Die Bodeguita del Medio, jene legendäre Bar, in der Ernest Hemingway laut eigener Aussage seinen Mojito bevorzugt einzunehmen pflegte, entwickelte sich zum Mekka für Fans des Drinks. Die Zahl der Mojitos, die dort jährlich über den Tresen gereicht werden, ist schwer zu überschätzen. Leider geht damit ein unvermeidliches Phänomen einher: Es ist unwahrscheinlich, einen Mojito serviert zu bekommen, dem der Bartender bei der Zubereitung so etwas wie Aufmerksamkeit oder gar Hingabe zuteilwerden ließ. Reisebusse mit Pauschaltouristen machen für 15 Minuten an der Bar halt und innerhalb dieser Viertelstunde dürfen sich die Reisegruppen dann am kubanischen Klassiker gütlich tun. Die Bartender sind ohne Frage schnell und effizient, aber vermutlich birgt dieses Erlebnis wenig Magie. Es sind nun einmal Drinks vom Fließband, und darunter leidet die Qualität. Wayne Curtis bemerkt in seinem Buch And a Bottle of Rum über seine generellen Erfahrungen mit Mojitos in Havana enttäuscht: „The mint wasn’t minty, the lime wasn’t limey, and the bubbly water wasn’t bubbly […] I’ve had better mojitos at airport bars.“
Jeder Drink hat seinen Moment. Vielleicht auch immer wieder.
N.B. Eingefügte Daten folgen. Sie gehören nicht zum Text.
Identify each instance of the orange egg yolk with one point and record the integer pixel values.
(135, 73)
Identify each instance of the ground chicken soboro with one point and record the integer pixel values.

Es scheint, als sei es um den Mojito dieser Tage nicht zum Besten bestellt – einerseits, weil er oft entfernt vom wirklichen Original dargeboten wird, andererseits einfach aufgrund eines Overkill. Zum Schluss dennoch ein paar versöhnliche Sätze. Auch, wenn er in unseren Breiten in gehobenen Bars mehr oder minder keine große Rolle mehr spielen mag: Er kann ein wunderbar erfrischender Drink sein. Zum richtigen Zeitpunkt und bei den richtigen Temperaturen. An diesen heißen Juliabenden, die „Mary Pickford!“ oder „Royal Bermuda Yacht Club!“ schreien. Oder eben Mojito! Und man vergesse nicht, dass der nach vier Jahren prominenteste Drink in der Frankfurter The Kinly Bar der beinah legendäre „Butterfly Mojito“ ist, eine Dekonstruktion und Neu-Arrangierung des klassischen Drinks.
Insofern kann man optimistisch sein für den Mojito. Denn der Sommer ist da, er verspricht ähnlich klimawandelmäßig zu werden wie der letzte. Der nächste Sommer kommt außerdem bestimmt. Klar, irgendwann ist dann auch mal Herbst. Aber wie eingangs erwähnt: Wiener Schnitzel geht ja auch irgendwie immer.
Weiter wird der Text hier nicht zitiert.